Some of the more recent projects at Plant Barry that utilized deep foundation
systems included a new Barge Unloading and Stockout Conveyor System (Project 1);
and Selective Catalytic Reduction (SCR) and Balanced Draft Conversion (BDC)
equipment (Project 2). The construction of the SCR/BDC equipment also required
the relocation of a large condensate tank (Project 3). All of these projects originally
recommended auger cast piles as the design foundation system. Geotechnical
explorations were conducted on all three projects by the Earth Science &
Environmental Engineering department of Southern Company Generation. Structural
design was performed by other departments within Southern Company.

SITE INVESTIGATIONS

Each of the aforementioned projects had investigations conducted separately during


2004 and 2005. Site investigation methods generally consisted of conventional
standard penetration testing (SPT) at all sites and electronic cone penetration testing
(CPT) at two of the sites.
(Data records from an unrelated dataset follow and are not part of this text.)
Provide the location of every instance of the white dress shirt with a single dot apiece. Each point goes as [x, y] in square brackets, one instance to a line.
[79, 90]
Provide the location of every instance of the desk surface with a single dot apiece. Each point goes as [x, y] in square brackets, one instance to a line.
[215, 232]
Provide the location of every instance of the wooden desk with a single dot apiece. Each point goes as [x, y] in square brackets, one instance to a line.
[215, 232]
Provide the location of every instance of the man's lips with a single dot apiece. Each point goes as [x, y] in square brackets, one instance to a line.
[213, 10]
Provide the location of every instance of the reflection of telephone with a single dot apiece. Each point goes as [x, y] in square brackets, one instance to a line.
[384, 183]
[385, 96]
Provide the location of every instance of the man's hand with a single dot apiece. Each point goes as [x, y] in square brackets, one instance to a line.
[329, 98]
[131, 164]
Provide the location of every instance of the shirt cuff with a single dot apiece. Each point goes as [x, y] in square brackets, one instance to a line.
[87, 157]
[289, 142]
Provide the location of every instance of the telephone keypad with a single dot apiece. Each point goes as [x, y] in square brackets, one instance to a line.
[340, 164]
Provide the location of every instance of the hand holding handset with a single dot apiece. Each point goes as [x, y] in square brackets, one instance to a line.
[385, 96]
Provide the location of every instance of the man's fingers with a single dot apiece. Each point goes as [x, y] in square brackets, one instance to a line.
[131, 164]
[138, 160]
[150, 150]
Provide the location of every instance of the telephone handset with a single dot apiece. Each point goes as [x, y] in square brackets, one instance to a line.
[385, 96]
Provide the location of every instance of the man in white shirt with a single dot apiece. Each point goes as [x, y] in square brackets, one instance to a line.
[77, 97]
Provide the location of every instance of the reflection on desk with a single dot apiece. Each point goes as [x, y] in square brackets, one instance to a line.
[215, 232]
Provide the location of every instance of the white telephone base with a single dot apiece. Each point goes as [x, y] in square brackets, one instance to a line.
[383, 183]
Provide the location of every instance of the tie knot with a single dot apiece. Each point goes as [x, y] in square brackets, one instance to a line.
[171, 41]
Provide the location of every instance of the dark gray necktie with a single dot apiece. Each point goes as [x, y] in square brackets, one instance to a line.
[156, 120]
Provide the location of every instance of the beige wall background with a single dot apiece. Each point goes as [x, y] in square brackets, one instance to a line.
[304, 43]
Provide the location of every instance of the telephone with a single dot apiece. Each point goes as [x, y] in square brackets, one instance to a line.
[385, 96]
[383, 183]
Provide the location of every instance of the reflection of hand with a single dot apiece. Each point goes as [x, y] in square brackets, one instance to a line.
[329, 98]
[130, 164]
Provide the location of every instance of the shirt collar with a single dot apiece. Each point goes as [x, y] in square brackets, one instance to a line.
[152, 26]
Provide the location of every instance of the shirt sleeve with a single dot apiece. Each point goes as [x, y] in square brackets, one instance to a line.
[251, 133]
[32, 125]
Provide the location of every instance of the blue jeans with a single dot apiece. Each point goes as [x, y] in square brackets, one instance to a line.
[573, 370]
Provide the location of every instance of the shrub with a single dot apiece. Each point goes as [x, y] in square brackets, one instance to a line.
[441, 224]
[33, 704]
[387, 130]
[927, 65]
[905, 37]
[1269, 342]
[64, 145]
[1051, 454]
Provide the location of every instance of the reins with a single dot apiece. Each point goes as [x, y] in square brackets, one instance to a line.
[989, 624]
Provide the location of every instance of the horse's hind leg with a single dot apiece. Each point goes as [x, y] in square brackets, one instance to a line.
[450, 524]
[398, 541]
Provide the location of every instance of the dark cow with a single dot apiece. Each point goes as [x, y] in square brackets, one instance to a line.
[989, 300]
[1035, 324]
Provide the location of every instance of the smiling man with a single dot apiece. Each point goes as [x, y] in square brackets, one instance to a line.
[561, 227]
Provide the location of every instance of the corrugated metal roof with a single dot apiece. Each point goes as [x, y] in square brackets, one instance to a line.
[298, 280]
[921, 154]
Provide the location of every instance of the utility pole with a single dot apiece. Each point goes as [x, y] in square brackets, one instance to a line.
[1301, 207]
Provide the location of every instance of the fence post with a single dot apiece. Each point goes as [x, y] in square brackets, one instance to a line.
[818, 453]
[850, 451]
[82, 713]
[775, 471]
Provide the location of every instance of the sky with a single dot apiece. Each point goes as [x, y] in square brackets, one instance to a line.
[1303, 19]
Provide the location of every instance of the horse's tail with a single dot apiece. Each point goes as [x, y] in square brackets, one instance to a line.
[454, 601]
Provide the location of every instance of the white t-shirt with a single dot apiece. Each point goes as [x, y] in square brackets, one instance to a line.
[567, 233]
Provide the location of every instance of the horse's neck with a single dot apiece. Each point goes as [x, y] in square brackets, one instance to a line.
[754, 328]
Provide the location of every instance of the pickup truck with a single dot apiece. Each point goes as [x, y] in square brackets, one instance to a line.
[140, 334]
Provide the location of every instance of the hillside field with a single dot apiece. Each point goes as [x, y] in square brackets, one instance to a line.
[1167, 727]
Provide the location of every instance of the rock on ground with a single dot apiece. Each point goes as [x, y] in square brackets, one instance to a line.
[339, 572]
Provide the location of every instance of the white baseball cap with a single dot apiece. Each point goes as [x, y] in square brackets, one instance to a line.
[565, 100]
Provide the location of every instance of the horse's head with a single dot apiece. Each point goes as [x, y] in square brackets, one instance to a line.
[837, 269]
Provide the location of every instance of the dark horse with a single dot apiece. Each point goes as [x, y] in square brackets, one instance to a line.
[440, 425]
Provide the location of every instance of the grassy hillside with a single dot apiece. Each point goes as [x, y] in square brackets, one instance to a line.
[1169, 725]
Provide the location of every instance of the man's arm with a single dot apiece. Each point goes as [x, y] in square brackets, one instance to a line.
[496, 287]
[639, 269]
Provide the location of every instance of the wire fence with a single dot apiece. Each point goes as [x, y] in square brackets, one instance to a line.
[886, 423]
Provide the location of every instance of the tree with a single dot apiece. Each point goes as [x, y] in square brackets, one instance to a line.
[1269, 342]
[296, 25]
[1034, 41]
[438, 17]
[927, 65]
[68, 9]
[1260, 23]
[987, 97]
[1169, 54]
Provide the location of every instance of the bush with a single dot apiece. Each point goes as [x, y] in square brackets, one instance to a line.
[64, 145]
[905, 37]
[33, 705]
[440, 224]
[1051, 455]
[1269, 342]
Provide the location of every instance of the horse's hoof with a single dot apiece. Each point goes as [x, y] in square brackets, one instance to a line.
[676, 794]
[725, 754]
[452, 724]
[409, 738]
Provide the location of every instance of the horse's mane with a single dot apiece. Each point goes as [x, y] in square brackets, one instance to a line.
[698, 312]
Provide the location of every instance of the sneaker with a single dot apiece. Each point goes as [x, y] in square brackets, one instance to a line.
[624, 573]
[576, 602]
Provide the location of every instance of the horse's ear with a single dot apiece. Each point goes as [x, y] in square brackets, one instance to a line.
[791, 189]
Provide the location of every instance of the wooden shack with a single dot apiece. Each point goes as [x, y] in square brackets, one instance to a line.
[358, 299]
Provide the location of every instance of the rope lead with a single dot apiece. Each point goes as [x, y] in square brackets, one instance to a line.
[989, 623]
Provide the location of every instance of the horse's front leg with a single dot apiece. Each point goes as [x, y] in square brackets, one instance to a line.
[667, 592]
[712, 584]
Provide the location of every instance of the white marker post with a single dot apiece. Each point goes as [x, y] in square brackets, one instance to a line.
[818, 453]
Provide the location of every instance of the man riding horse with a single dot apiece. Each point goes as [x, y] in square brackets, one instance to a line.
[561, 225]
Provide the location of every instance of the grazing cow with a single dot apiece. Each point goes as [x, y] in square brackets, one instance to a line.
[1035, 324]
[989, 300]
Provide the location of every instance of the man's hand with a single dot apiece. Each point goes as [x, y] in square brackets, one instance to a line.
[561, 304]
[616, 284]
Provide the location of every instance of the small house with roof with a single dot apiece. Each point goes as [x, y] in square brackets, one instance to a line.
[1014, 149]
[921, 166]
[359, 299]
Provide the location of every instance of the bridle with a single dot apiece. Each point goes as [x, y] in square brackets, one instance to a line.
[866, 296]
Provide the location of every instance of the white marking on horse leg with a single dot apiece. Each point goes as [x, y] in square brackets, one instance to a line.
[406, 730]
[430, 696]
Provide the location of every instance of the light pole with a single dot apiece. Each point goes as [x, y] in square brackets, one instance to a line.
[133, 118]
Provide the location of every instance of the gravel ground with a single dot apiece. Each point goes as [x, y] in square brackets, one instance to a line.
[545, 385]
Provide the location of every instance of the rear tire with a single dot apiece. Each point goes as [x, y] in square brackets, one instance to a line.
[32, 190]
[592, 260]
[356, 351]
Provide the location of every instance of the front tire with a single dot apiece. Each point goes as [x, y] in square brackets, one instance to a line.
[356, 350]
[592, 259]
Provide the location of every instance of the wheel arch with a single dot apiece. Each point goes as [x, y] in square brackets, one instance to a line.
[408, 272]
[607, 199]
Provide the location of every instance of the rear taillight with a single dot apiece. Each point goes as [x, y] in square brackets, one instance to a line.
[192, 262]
Site investigation and profiling of the subsurface conditions
are hindered somewhat by company requirements to clear boring locations for
utilities by the use of hydroexcavation techniques. Hydroexcavation is used to a
depth of about 10 feet below ground surface to make sure utilities are not present, and
then backfilled, typically with fine granular material. Thus, any data about the
consistency or relative density of the upper soils is seriously lacking. For analysis of
axial capacity of deep foundations, this lack of data is a relatively minor
inconvenience. However, the absence of shallow soils data is detrimental to cost
effective design for lateral load capacity.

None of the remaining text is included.